I was 35 with my third baby and had a homebirth (my BMI was slightly more than it should be). I would talk to your MW and make it clear that you would be absolutely willing to transfer to hospital if necessary, but would prefer to labour at home. They tend to be more willing to listen if you show yourself to be open minded to all the options.
For the record, I thoroughly enjoyed my HB, much more than the previous 2 hospital births. I had 2 midwives to myself, they didn't have to keep popping out to see other patients which really upset me in hospital and afterwards was sat on my own sofa with a brew, waiting for the DC's to wake up and meet their baby sister (yes, they slept right through it!!). If you can I would thoroughly recommend it x
lesafmould they do inform you of the risks surrounding home births but I certainly had to push to get them to talk about it! I think there is still a lack of understanding about why women want to HB and it's taken for granted that you will just go into hospital.
My beautiful daughter (6) would not be alive if i had had a home birth. I was low risk, text book pregnancy, but she stopped breathing and went into organ failure. Intensive care was right down the corridor and they saved her.
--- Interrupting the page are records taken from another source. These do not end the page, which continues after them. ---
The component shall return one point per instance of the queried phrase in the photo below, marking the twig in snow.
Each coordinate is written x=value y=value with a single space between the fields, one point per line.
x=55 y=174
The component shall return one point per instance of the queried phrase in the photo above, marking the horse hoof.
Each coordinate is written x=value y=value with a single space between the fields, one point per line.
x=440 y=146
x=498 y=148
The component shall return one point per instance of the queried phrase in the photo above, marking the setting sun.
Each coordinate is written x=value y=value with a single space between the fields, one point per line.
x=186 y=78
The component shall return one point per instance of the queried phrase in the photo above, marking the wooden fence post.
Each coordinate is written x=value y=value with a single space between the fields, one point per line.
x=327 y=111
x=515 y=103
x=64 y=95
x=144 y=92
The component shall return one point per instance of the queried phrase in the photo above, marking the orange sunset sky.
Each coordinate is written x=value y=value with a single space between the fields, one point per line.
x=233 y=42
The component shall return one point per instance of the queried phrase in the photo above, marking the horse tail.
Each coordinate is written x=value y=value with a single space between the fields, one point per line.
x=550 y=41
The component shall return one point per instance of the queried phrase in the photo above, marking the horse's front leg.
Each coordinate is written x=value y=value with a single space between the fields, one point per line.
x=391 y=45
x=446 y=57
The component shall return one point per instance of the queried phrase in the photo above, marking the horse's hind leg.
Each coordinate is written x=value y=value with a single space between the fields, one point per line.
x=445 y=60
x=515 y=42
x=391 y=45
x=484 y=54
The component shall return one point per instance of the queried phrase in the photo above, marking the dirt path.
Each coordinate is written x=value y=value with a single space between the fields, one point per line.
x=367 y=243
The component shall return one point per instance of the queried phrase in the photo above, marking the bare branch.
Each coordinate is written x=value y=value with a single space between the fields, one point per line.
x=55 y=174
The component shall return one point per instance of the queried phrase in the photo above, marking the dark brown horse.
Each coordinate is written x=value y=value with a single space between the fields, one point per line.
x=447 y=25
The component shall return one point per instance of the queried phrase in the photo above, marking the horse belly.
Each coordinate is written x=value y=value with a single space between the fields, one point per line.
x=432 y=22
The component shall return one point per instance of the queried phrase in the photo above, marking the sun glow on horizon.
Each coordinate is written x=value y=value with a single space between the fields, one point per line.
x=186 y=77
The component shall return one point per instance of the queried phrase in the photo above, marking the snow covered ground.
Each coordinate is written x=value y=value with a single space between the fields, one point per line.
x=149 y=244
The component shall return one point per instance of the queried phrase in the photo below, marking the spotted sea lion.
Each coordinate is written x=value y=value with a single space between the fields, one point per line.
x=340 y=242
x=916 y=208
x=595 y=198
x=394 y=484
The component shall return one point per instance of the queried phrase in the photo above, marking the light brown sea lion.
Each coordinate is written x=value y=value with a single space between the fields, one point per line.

So i would never advise someone to have a homebirth. It could be all cosy and comfy, with candles and a water bath, I'm sure it is sometimes. But is it worth the risk? NOOO
I would agree with getting full info on the risks specific to you.
Re time to hospital - don't forget that it takes time to decide to call, time for ambulance to be scrambled, time for it to arrive and load you up before starting the journey. We are 25 mins from hospital door to door if it was blue lighted but when I went in with post birth complications the time from calling to arriving on the ward was over an hour. And that was with blue lights.
Thing is, many people focus on the risks of home births, but not many people consider the risks of a hospital birth, the potential for infection, birth trauma from possibly unnecessary interventions etc. actually, when the maternal and fetal mortality rates between low risk home births and a Similar control group birthing in hospital, and the rates are almost identical. This means that for every tragedy which may have been averted had the mother been in hospital, there is another tragedy occurring in the hospital which may not have occurred had the birth occurred at home. When I was in hospital after my son was born, a mother in the same bay had a baby in scbu with a severe brain injury from a ventouse delivery. Had the mother been properly attended by a midwife at home, the babies distress would have been noticed sooner, the ventouse may not have been necessary and the baby would not have been born brain damaged.
The perception that because you are in hospital, you and your baby will receive the very best of care available, is a dangerous one with the nhs in its current state. In fact, most women in labour need only support, comfort and and a competent midwife, the fact that the documented cesarean rate among home births is around 2% and in a hospital setting this rises to a whopping 15-20% with no difference in the mortality rate between hospital and home indicates that a substantial number of women are having major surgery which may not have been necessary had they laboured at home.